Entre as empresas do portfólio de Altman, a Helion — startup de fusão nuclear — é apontada como o exemplo mais sensível. A sequência de eventos envolvendo a Helion inclui:

  • 2015: Altman investe na Helion e cofunda a OpenAI
  • 2021: novo aporte de US$ 375 milhões (cerca de R$ 1,87 bilhão) na Helion
  • 2024: OpenAI firma acordo para compra futura de energia da startup
  • 2025: SoftBank investe na OpenAI e também na Helion após solicitação de Altman
  • 2025: tentativa de investimento de US$ 500 milhões (cerca de R$ 2,5 bilhões) da OpenAI na Helion não avança
  • 2026: acordo revisado é assinado e Altman deixa o conselho da Helion

Mais recentemente, a Helion anunciou uma rodada com a Thrive Capital que elevou sua avaliação para US$ 15,5 bilhões (aproximadamente R$ 77,5 bilhões).
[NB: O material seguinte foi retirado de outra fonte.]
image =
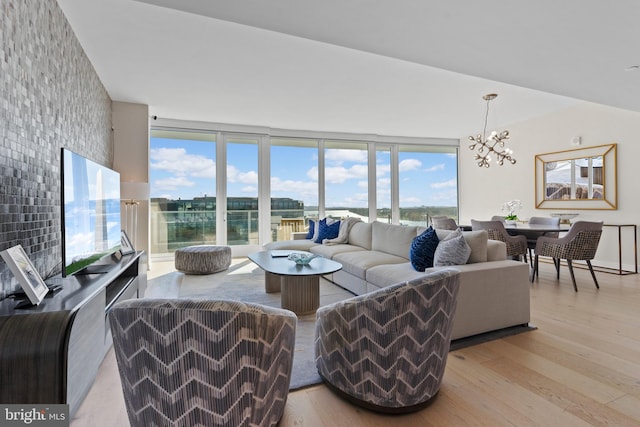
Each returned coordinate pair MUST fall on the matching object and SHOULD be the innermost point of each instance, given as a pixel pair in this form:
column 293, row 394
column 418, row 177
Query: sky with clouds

Nesse contexto, a participação de Altman na empresa ultrapassou US$ 4,1 bilhões (cerca de R$ 20,5 bilhões).

Outros investimentos e vínculos comerciais

Além da Helion, levantamentos identificaram mais de 80 empresas no portfólio de Altman, embora o próprio executivo já tenha citado investimentos em cerca de 400 startups ao longo da carreira. Pelo menos dez dessas empresas tiveram algum tipo de relação comercial ou negociação de parceria com a OpenAI.
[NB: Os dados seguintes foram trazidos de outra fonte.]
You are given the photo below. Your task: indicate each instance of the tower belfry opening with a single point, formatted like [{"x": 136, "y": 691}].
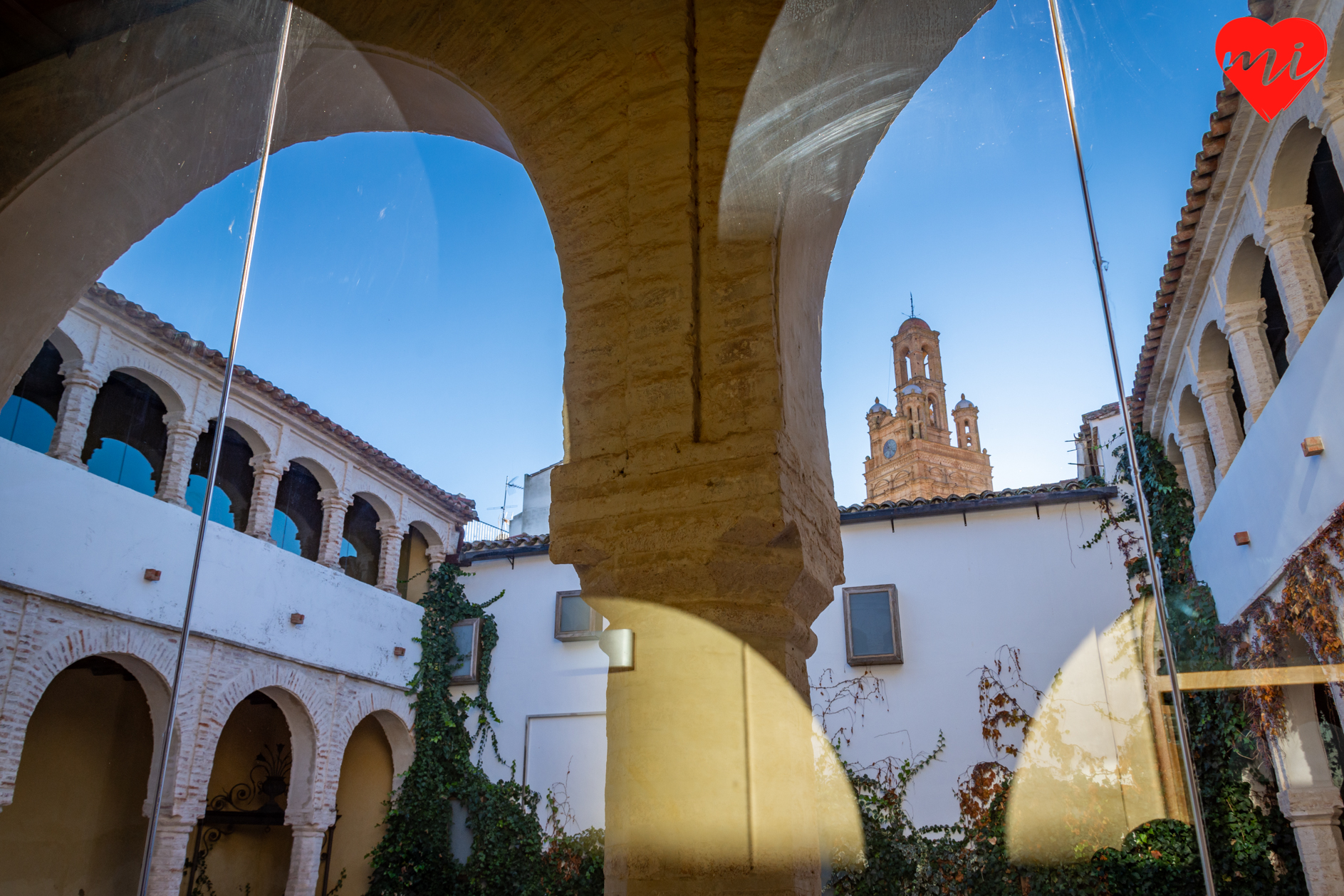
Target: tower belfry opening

Investimentos pessoais de Sam Altman atraem escrutínio de reguladores por possíveis conflitos com a OpenAI

Imagem: Divulgação

Exemplos citados incluem a Cerebras, fabricante de chips que vende hardware para a OpenAI e cujo valor de mercado foi impulsionado por essa demanda — fato que teria aumentado a participação de Altman mais de seis vezes em estimativas anteriores —, e a Retro Biosciences, na qual a participação de Altman foi estimada em cerca de US$ 258 milhões (aproximadamente R$ 1,29 bilhão).

Em debate está não apenas o tamanho da rede de investimentos, mas como a sobreposição entre interesses pessoais de um executivo e decisões estratégicas de uma empresa como a OpenAI pode ser interpretada por reguladores e investidores no processo de aproximação ao mercado público.